Ich fühle mich irgendwie schlecht. Jimin, sowie Jieun kennen Taehyung bereits so lange. Ich habe mich zwar in ihn verliebt und das ziemlich schnell, jedoch kenne ich ihn kaum. Ist es nicht unfair, mich jetzt genauso verletzt darzustellen, als wären wir schon lange ein Paar?
"Es tut mir leid", flüstere ich nach meinen Gedankengängen.
"Ich kenne ihn erst so kurz und ihr beide", damit sehe ich zu Jieun und Jimin, "habt schon so viele Jahre miteinander verbracht."
Eine Träne löst sich aus meinen Augen und ich wische mir übers Gesicht.
"Es ist nur so, dass er es so schnell geschafft hat, mein Herz zu erobern..." Ich schniefe. Dann muss ich etwas lachen.
Ich weis auch nicht warum, es ist vielmehr ein Lachen, das all meinen Frust und diese Ironie der ganzen Situation widerspiegelt.
"Tja, ich habe mich niemals wieder verlieben wollen, aus Angst, wieder verletzt zu werden," rede ich weiter. "Jetzt habe ich mich wieder verliebt und versucht, Abstand zu gewinnen, um meine Gefühle einzudämmen und ich werde trotzdem verletzt."
"Jungkook?", sagt Jimin sanft, ehe er weiter spricht: "Glaubst du an Schicksal?".
Ich schaue ihn etwas skeptisch an und zucke nur mit meinen Schultern.
Eigentlich tue ich es nicht wirklich. Dann spricht Jimin weiter: "Mir hilft dieser Gedanke oft, besonders jetzt in dieser Situation. Vielleicht sollte es ja alles so sein und auch wenn das jetzt noch alles keinen Sinn ergibt, wer weis."
Er lächelt verträumt. "Vielleicht ist alles irgendwie vorbestimmt oder wird am Ende einen bestimmten Zweck erfüllen oder so."
Ich weiß nicht recht.
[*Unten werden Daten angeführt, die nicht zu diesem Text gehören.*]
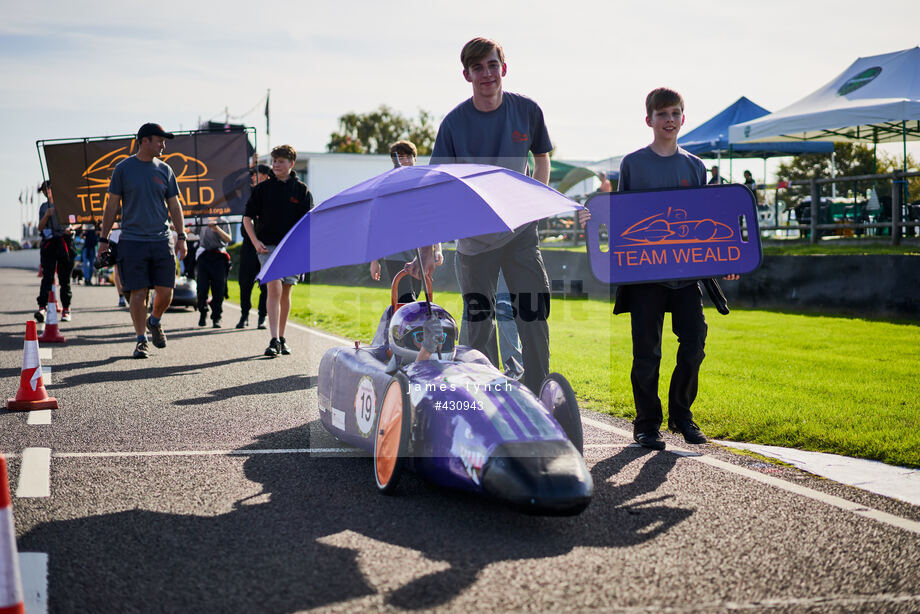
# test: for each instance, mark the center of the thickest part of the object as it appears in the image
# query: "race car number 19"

Und was ist, wenn er sterben soll? Ich behalte diesen Gedanken für mich.
Es ist gut, dass es Jimin hilft, das ganze etwas besser zu verarbeiten, indem er so denkt. Als plötzlich mehrere Nachrichten Töne erklingen, holen Jieun, Jimin und ich unsere Handys hervor.
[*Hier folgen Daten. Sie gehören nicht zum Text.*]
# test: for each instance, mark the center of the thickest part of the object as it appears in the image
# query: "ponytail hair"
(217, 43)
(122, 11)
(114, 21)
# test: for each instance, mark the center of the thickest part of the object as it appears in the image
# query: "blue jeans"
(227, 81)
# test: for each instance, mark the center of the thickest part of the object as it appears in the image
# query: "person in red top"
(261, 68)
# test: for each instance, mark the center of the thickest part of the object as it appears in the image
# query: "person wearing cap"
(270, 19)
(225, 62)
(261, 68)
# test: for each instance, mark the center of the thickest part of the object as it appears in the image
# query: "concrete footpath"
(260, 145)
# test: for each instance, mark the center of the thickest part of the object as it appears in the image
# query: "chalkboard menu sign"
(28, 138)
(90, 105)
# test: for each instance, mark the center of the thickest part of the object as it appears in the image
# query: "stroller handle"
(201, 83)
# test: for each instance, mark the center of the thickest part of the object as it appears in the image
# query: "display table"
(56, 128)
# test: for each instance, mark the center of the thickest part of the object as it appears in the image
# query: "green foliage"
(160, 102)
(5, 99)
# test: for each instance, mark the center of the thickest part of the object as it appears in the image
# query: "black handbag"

Eine Sprachnachricht von Taes Mutter! Jimin blickt einmal in die Runde. Es ist, als ob alle die Luft anhalten und mich überkommt augenblicklich Panik.
Dann drückt er auf abspielen und wir lauschen alle der Stimme von Taehyungs Mutter: "Hallo, es gibt bereits Neuigkeiten, ich habe eben mit der Polizei gesprochen und sie haben mir Mitgeteilt, das Shiwon als Hauptverdächtiger gilt. Denn Sie....Sie konnten weder Einbruchspuren feststellen noch irgendwelche Ursachen, die auf einen Unfall hätten schließen lassen. Es handelt sich also auf jeden Fall um ein ....Gewaltverbrechen. Außerdem hat ihn wohl ein Nachbar gesehen und zwei Passanten. Sie haben ihn bereits festnehmen können und er wird zur Zeit verhört."
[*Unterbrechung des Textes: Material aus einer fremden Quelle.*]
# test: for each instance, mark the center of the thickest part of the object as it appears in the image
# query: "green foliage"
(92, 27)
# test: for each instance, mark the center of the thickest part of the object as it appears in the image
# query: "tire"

Eine kurze Pause entsteht und man hört Taehyungs Mutter ausatmen, ihre Stimme wirkt brüchig und es scheint ihr viele Anstrengungen zu kosten zu sprechen.
"Taehyungs Zustand ist derzeit auch weiterhin stabil. Sie sind immer noch dabei, ihn zu untersuchen. Ich bin etwas besorgt, weil... Ach, ich weis auch nicht, jedenfalls was wir bereits von den Ärzten erfahren haben ist, dass er drei Rippenbrüche hat, innere Quetschungen, Verletzungen an den inneren Organen.
Das Wesentliche ist aber, dass er gewürgt wurde. Die Ärzte sagten, dass er wohl längere Zeit kaum Sauerstoff bekommen hat. Bisher sieht es zwar so aus, als würden keine Spätfolgen bleiben, aber ganz können sie es noch nicht ausschließen.Und... ja und naja sein Körper ist allgemein sehr unterernährt und ... ."
Wieder entsteht eine Pause, ehe sie weiter spricht: ".... sie sagten, dass dieser Umstand seine Genesung gefährden könnte oder in die Länge ziehen kann. Aber wie gesagt, bis jetzt sieht alles gut aus."
Dann endet die Nachricht.
Ich habe während dieser Nachricht so viele verschiedene Gefühle durchlebt und ich weis nicht, ob ich mich freuen oder weinen soll.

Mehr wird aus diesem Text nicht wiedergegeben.